Construction and misallocated capital is a larger issue likely to get larger.  We are seeing it right now with the residential home and apartment building crisis but I suspect it extends into multiple sectors.  And misallocation of capital at a national level can directly affect individual savings.  Chinese data and statistics are so murky and prone to manipulation that things might be much better or much worse than they appear but I have an abiding concern that they are worse.  Empty cities, empty apartment buildings, unused rail lines and highways, dramatically underused industrial capacity - I suspect in some or all these areas we are going to discover deep issues of misallocated capital.

If your economy is growing by 10% a year, it is easy to cover that misallocation as just one of the inherent risks of breakneck growth.  If you grow at 5% it becomes more painful.  If growth drops to 1-3% it really becomes concerning.  

Belt and Road Program.  This is a special aspect of misallocation of capital.  China has sunk more than a trillion dollars into its global Belt and Road Program.  This has been in pursuit of diplomatic objectives, in support of its Blue Water Naval aspirations, and as part of a longer term commitment to access to international resources.  From an engineering perspective some of the accomplishments are truly impressive and from a diplomatic perspective some of them are concerning in their possible effectiveness (at least in the near term).  But in terms of actual financial viability and long term operational effectiveness, many of the projects have a lot of question marks attached to them.  Will China see a real return on its financial and diplomatic investments?  To be seen.  But the financial costs are not trivial.

Food.  In the end, there is always food.  The most fundamental of Maslow's hierarchy of needs.  At 1.4 billion, there are a lot of mouths to feed.  There is the same amount of cultivatable land.  Soil quality has been perhaps eroded though industrialization.  Protein has largely come from pork which has proven to be vulnerable to diseases requiring drastic and repeated culling.  There is dramatic opportunity for improved agricultural production through applied technology but this has been counterbalanced by the dramatic changes in the rural agricultural population.  The young population has drained into the cities leaving an older and less adaptable farming population.  Can China feed itself into the future?  Certainly yes.  To a degree.  Can it feed itself in a fashion to which it has become accustomed or would want?  That answer cannot be answered as confidently.

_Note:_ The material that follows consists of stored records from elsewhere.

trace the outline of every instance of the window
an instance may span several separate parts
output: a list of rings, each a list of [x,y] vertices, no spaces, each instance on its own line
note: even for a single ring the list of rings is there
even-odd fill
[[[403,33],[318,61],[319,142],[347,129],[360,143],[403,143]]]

For a great power, these six issues are more than passing threats and constraints.  I think they significantly constrain the options and choices of the Chinese CCP and of the Chinese people.  China has achieved a startling and masterful outcome with their thirty years of rapid growth and sociological modernization.

But I worry that they are pushing at those above constraints.  Any one of them could engender massive setbacks in any five year window and were there to be degradations in more than one of those six risk factors?  Then we are talking about bad scenarios.